Years later under the APC the new 5-Star Central Hospital Annexe apparently enjoys the same fate. The facility was "opened" by President Buhari with much fanfare, but today almost a year after commissioning the empty shell of the building lies fallow! Many such "completed and commissioned, but yet to be functional" projects litter the nation. The problems with the Benin Central Hospital Annexe started from inception. Resident doctors opposed the plan saying it didn't make sense to build a modern 5-Star Annexe inside a dilapidated 100-year-old Central Hospital premises overwhelmed by an unsanitary, pervasive, repulsive odour. They said general renovation of the existing premises, additional modern equipment, ambulances, medicines, and employment of more specialist doctors, nurses, paramedics and ancillary staff were far more pressing needs than constructing a new edifice. They urged government to address the pathetic situation in which the hospital had no heart surgeon, pathologist, paediatric surgeon, orthodontist, anaesthesiologist or neurosurgeon, and not one functional x-ray machine.

Nevertheless, the contract was awarded under yet to be disclosed terms. Controversy arose when the structure spectacularly collapsed during construction. The opposition PDP launched a barrage of allegations ranging from incompetent workmanship, to conflict of interest in the contract award, and the failure of the contractor to comply with contract specifications. Even more worrisome is their allegation that reinforcement of the defective portions was substandard and total collapse of the structure is a disaster waiting to happen whenever the complex becomes fully functional. PDP spokespersons claim that the APC government has a moral obligation to disprove these allegations. These unproven political allegations aside, the decision to relinquish control of the Annexe doesn't sit well in many quarters.

The popular opinion is that Edo State money was used to construct the edifice for the benefit of the "common man" who was promised access to the best medical facilities at affordable government prices. Now the State is in debt part of which was incurred on the project. Without a comprehensive explanation of the details, there can be no moral basis for privatizing the Annexe. The Governor finds himself in a predicament. He was Chairman of the State Economic Management Team during the previous administration. Details of various "Government / Private Sector arrangements" entered into by his predecessor are opaque to say the least, and he is one of the few who should have first-hand knowledge of all that transpired. However, as things stand, it's highly unlikely that he will ever divulge the murky details to taxpayers whose funds were expended. Similar scenarios are being played out throughout the nation because in Nigerian politics, personal loyalty overrides all considerations of public interest. This is the root cause of the unabated "Tsunami of unethical practices" in leadership which has impacted so negatively on national development.
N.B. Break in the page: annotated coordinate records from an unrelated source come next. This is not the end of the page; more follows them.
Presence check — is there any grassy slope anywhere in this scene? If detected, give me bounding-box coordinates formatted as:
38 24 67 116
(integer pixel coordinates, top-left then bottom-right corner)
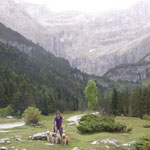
0 112 150 150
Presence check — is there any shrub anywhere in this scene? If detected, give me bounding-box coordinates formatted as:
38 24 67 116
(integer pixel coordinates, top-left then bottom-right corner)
143 114 150 120
0 106 14 117
77 114 126 134
143 124 150 128
134 136 150 150
23 107 41 125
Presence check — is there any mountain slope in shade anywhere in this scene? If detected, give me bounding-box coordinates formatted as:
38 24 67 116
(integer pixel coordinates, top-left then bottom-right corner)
0 0 150 76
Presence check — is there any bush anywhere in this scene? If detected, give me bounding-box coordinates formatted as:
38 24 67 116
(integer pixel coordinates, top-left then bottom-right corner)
0 106 14 117
143 114 150 120
143 124 150 128
77 114 126 134
134 136 150 150
23 107 41 125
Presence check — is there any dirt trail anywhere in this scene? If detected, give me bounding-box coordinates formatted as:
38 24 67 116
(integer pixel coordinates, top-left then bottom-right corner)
0 122 25 129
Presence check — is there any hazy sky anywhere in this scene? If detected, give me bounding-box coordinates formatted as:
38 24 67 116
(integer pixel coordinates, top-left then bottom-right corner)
25 0 136 12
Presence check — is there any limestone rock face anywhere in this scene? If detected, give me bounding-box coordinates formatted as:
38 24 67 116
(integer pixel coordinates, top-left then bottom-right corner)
0 0 150 76
105 55 150 82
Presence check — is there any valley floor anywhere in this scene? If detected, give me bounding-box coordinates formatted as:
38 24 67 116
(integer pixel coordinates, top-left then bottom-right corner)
0 112 150 150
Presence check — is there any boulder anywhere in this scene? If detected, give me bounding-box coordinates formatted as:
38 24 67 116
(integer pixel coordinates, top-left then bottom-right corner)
101 139 118 145
91 141 99 145
45 143 54 146
6 116 14 119
0 138 10 144
72 147 79 150
32 132 47 140
122 141 136 146
0 147 8 150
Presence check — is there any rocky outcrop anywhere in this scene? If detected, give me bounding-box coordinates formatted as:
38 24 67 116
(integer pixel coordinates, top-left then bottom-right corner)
104 55 150 82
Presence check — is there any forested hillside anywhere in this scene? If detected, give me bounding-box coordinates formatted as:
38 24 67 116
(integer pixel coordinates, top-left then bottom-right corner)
0 24 139 115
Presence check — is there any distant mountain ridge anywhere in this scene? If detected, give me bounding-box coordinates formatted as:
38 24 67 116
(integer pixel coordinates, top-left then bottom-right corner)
0 0 150 76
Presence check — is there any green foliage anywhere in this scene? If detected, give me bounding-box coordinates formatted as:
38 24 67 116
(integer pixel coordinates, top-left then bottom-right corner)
143 114 150 120
130 88 150 118
23 107 41 125
77 115 126 134
134 136 150 150
84 80 98 110
0 106 14 117
143 124 150 128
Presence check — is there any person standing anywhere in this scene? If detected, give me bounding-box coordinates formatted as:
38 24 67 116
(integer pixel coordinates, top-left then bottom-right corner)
54 112 63 137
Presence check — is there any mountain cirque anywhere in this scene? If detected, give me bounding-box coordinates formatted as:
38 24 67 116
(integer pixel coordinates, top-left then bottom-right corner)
0 0 150 76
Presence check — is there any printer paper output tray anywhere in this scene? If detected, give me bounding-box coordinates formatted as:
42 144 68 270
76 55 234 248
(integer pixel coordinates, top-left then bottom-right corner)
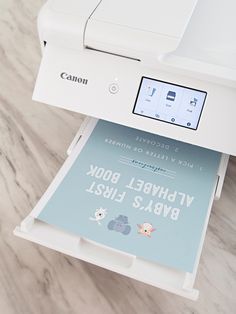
14 118 228 300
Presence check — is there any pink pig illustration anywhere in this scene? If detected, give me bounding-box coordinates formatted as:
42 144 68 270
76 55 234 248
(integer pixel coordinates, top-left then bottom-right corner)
137 222 156 238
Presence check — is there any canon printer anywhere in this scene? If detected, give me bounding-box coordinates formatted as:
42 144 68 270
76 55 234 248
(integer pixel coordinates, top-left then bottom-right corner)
14 0 236 299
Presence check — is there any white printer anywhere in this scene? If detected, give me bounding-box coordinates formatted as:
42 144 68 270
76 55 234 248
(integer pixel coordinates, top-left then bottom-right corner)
14 0 236 299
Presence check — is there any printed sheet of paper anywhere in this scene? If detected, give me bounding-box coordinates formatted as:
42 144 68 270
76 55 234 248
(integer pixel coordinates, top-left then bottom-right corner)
38 120 220 272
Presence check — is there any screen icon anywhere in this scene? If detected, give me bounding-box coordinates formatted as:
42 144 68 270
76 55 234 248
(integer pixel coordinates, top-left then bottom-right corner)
148 86 157 97
166 91 176 101
190 97 198 107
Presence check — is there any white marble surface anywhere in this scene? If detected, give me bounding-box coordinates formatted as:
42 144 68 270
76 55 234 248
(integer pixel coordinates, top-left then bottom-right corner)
0 0 236 314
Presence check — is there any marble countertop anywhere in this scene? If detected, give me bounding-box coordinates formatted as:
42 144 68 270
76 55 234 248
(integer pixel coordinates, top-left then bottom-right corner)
0 0 236 314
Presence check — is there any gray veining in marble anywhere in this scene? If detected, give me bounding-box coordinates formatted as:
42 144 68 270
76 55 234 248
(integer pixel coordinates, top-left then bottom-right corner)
0 0 236 314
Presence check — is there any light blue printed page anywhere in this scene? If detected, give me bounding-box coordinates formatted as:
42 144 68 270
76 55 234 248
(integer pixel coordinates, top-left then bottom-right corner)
39 120 220 272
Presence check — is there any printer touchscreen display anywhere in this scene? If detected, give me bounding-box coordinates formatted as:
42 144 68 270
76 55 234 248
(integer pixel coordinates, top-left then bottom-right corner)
133 77 207 130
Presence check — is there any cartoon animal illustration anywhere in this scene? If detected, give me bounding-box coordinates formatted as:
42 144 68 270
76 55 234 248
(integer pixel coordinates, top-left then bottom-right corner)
107 215 131 235
137 222 156 238
89 207 107 225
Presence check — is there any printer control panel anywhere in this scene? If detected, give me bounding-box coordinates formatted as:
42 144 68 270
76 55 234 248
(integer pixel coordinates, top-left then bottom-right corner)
133 77 207 130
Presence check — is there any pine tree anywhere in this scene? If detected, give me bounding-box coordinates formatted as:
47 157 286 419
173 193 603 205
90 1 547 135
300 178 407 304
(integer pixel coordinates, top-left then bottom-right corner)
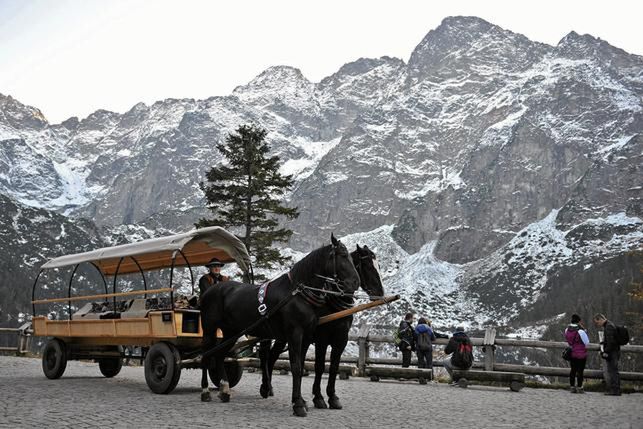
196 125 299 278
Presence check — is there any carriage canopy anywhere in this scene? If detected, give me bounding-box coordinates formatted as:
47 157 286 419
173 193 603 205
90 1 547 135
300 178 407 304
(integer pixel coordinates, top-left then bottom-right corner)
41 226 250 275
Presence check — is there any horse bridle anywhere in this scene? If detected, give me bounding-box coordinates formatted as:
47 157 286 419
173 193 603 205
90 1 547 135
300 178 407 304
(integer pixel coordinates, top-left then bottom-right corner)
301 240 354 310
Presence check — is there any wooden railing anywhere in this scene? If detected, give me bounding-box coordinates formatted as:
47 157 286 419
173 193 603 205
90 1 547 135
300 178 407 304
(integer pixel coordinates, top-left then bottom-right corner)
342 324 643 381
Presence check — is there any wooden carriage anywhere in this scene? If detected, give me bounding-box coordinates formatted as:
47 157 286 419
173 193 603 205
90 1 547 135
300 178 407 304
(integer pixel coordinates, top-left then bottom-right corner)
32 227 252 393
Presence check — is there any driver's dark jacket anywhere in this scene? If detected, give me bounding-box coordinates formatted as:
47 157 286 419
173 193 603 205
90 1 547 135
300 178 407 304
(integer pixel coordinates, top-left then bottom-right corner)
199 273 229 296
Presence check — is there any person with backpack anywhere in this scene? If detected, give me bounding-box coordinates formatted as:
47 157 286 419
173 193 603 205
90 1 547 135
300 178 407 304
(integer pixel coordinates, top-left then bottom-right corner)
444 326 473 377
396 313 415 368
594 313 629 396
415 317 435 384
565 314 589 393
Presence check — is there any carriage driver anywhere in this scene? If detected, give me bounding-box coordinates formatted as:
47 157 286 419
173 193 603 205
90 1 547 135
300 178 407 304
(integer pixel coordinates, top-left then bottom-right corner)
199 258 230 296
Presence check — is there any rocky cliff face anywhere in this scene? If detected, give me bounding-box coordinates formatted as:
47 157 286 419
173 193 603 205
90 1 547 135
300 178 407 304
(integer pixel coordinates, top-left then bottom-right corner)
0 17 643 332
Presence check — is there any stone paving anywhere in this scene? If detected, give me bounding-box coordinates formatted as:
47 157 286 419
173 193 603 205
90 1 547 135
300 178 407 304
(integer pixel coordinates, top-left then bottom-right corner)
0 356 643 429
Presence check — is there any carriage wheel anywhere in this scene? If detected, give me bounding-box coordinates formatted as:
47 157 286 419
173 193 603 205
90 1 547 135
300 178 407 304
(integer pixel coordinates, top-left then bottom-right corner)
42 338 67 380
145 342 181 394
208 359 243 387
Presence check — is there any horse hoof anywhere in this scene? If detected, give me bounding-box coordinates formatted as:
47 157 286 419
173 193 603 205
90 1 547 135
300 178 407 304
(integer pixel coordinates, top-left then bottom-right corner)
292 405 308 417
259 384 272 399
313 396 328 409
328 396 344 410
219 381 230 402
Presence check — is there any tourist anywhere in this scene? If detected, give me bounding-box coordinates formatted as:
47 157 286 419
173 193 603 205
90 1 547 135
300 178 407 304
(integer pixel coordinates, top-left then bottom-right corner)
415 317 435 384
397 313 415 368
444 326 473 378
565 314 589 393
594 313 621 396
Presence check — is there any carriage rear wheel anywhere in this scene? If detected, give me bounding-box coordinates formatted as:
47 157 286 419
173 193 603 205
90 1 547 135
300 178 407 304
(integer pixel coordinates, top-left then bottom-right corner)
42 338 67 380
208 359 243 387
145 342 181 394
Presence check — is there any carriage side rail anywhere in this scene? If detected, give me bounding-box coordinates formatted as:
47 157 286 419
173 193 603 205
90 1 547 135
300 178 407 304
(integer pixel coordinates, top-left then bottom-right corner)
31 288 173 305
0 323 33 355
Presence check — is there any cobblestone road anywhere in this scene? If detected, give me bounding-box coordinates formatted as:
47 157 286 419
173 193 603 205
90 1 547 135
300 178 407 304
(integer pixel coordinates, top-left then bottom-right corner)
0 357 643 429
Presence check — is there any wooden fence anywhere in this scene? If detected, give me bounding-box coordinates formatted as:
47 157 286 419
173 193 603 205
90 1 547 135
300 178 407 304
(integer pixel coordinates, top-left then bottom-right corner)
342 324 643 381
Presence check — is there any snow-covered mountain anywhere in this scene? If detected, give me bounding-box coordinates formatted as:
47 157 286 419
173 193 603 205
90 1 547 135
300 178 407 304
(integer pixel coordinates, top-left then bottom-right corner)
0 17 643 334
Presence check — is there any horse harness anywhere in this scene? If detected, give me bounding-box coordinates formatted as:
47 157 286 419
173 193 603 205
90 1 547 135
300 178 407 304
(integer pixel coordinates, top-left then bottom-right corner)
201 242 353 358
257 241 354 316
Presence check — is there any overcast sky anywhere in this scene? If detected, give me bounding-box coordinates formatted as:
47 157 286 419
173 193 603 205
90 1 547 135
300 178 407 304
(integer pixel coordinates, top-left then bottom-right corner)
0 0 643 123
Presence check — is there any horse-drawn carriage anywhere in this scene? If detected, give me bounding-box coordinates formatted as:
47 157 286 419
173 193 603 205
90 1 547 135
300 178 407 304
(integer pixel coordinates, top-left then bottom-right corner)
32 227 399 415
32 227 252 393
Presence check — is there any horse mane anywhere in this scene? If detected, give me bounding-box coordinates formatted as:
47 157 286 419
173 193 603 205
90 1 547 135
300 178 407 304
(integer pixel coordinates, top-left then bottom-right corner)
290 244 331 284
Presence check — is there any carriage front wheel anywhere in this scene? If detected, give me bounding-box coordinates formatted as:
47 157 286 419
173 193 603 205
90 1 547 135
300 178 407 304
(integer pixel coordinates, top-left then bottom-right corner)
145 342 181 394
208 359 243 387
42 338 67 380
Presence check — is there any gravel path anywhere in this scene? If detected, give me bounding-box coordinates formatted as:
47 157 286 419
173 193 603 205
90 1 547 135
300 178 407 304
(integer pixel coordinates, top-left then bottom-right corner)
0 356 643 429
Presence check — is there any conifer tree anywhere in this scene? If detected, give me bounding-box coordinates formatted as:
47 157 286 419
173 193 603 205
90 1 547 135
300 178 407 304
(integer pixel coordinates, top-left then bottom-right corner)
196 125 299 278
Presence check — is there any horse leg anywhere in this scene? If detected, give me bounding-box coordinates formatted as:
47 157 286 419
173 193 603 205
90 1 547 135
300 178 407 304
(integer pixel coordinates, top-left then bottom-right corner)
259 340 272 398
215 333 232 402
288 328 307 417
201 330 216 402
313 341 328 408
326 337 348 410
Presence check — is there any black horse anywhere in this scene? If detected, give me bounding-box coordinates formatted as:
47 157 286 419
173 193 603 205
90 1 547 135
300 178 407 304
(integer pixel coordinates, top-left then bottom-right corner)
200 235 359 417
259 245 384 409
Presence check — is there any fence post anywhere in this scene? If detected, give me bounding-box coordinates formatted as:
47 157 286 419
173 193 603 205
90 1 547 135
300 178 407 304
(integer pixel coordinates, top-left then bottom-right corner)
482 328 496 371
357 323 370 377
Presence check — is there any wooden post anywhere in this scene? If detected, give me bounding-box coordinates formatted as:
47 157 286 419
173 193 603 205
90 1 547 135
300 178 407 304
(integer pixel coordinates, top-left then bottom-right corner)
357 323 370 377
482 328 496 371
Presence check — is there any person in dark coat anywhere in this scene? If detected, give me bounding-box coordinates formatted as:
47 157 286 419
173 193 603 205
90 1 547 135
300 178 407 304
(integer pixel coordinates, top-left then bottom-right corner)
199 258 230 296
397 313 415 368
415 317 435 384
565 314 589 393
594 313 621 396
444 326 473 376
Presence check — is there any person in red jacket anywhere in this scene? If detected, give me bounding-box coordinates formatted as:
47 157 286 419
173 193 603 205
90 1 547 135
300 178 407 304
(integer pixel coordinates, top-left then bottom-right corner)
565 314 589 393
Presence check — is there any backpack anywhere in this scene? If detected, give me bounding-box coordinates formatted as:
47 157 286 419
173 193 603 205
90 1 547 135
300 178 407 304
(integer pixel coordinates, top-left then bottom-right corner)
453 343 473 368
393 328 402 347
417 332 431 351
615 326 630 346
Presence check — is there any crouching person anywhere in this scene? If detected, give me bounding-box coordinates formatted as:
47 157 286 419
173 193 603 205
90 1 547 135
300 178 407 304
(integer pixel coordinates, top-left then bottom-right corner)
444 326 473 379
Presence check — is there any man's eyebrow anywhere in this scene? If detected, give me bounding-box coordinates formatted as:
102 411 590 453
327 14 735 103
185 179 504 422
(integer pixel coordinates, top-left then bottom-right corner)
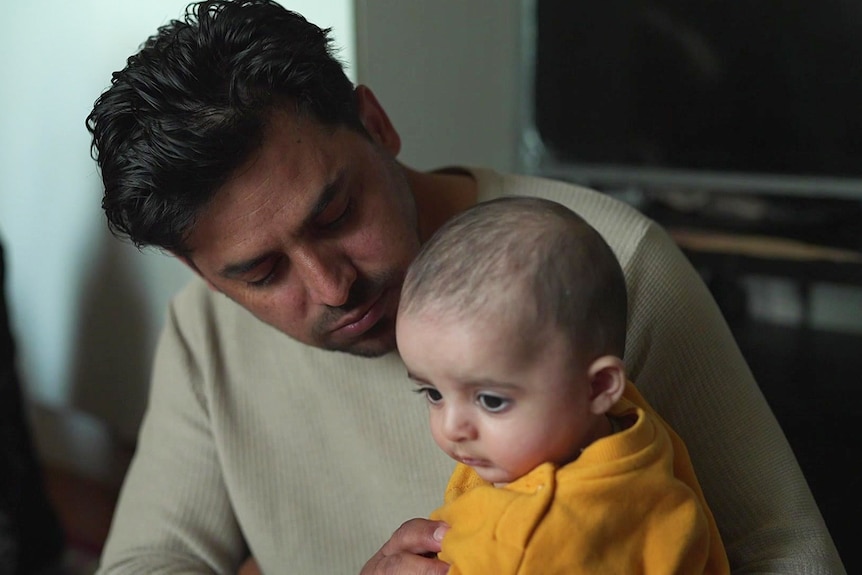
218 254 270 279
218 170 345 279
302 170 344 228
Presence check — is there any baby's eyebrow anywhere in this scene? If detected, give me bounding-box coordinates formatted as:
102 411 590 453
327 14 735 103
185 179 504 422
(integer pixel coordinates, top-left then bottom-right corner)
462 379 521 391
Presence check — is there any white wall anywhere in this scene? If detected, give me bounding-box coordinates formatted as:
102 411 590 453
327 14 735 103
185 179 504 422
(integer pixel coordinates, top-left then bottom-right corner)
0 0 355 446
356 0 521 171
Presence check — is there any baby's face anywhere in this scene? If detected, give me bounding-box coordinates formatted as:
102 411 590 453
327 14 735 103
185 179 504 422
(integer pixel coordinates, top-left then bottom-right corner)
396 311 602 484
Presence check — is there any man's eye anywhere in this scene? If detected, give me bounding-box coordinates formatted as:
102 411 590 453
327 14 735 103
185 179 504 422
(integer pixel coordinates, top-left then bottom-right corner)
415 387 443 405
476 393 512 413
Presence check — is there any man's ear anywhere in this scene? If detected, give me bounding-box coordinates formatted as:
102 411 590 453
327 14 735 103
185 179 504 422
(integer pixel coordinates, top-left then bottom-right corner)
587 355 626 415
355 84 401 157
171 252 221 292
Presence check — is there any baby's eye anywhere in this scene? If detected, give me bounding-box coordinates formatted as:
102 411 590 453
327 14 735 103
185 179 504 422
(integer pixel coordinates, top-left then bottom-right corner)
416 387 443 405
476 393 512 413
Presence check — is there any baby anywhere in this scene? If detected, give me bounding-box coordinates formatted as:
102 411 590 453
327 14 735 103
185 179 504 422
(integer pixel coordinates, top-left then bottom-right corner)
396 197 729 575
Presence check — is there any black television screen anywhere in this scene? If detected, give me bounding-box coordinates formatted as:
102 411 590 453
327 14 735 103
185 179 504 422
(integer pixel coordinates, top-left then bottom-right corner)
530 0 862 198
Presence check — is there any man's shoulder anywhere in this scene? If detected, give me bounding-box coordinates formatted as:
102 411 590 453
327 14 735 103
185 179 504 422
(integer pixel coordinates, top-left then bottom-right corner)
168 277 286 345
470 169 656 259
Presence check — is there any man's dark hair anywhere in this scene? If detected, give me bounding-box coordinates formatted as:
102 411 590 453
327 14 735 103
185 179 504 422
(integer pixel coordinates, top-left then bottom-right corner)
87 0 364 254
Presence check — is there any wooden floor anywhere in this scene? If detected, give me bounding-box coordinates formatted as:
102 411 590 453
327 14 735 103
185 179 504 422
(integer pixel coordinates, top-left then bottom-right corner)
43 467 118 575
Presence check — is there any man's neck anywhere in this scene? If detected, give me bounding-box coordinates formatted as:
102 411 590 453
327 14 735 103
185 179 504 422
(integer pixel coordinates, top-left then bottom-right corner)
404 167 479 243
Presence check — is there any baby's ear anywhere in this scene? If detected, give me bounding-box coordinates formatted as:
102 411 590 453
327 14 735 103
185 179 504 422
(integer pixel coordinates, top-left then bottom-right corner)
587 355 626 415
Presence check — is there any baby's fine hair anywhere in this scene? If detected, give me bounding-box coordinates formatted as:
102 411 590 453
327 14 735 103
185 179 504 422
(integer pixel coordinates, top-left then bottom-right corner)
399 197 628 359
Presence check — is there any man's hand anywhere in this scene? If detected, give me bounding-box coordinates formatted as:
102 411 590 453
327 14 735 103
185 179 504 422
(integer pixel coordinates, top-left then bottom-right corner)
360 519 449 575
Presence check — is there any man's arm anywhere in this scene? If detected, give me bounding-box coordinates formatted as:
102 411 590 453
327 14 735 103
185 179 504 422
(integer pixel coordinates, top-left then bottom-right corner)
624 222 844 575
99 304 247 575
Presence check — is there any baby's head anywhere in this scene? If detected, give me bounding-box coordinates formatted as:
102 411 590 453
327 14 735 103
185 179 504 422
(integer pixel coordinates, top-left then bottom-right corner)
396 198 627 483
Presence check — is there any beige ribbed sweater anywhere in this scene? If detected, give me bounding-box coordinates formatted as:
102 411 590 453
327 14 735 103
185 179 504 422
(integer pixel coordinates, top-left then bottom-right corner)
100 170 843 575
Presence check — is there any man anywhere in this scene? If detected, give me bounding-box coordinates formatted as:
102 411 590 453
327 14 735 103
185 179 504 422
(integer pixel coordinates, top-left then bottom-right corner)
87 0 840 574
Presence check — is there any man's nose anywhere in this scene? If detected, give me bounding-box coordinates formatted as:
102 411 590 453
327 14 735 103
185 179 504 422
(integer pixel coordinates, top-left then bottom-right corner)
442 405 478 443
293 243 356 307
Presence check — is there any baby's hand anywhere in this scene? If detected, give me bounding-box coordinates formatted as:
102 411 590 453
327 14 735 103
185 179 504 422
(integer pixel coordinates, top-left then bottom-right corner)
361 519 449 575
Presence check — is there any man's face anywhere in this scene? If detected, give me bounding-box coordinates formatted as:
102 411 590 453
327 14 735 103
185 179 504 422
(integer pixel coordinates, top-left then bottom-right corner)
397 311 606 484
189 101 420 356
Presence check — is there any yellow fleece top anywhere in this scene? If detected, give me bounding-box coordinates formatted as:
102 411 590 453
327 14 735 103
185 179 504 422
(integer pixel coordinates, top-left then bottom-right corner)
431 385 729 575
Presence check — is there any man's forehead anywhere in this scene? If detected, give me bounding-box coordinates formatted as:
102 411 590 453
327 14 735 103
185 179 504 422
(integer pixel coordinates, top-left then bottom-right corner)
184 123 347 266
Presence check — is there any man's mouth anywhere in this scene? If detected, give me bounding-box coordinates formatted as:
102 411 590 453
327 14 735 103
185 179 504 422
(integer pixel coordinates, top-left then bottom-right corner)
330 291 387 338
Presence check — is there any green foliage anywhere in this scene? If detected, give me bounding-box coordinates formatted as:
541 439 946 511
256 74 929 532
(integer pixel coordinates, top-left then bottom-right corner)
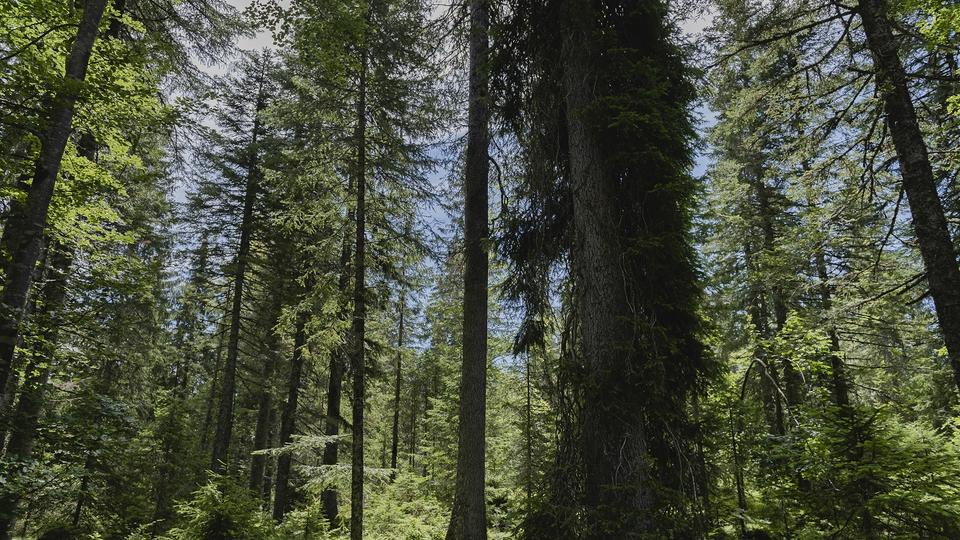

Citizens are being denied the dividends of democracy and the greatest obstacle is not finance but rather the collapse of ethical leadership. The overbearing influence of incumbency and godfatherism in determining who becomes the anointed party flagbearer in elections places serious constraints on incoming Chief Executives. They will be burdened with personal indebtedness disadvantageous to their performance. Like the Edo State Governor, they have no choice. It isn't a question of ethics, integrity or constitutionalism. It's simply the politics of anointed leadership!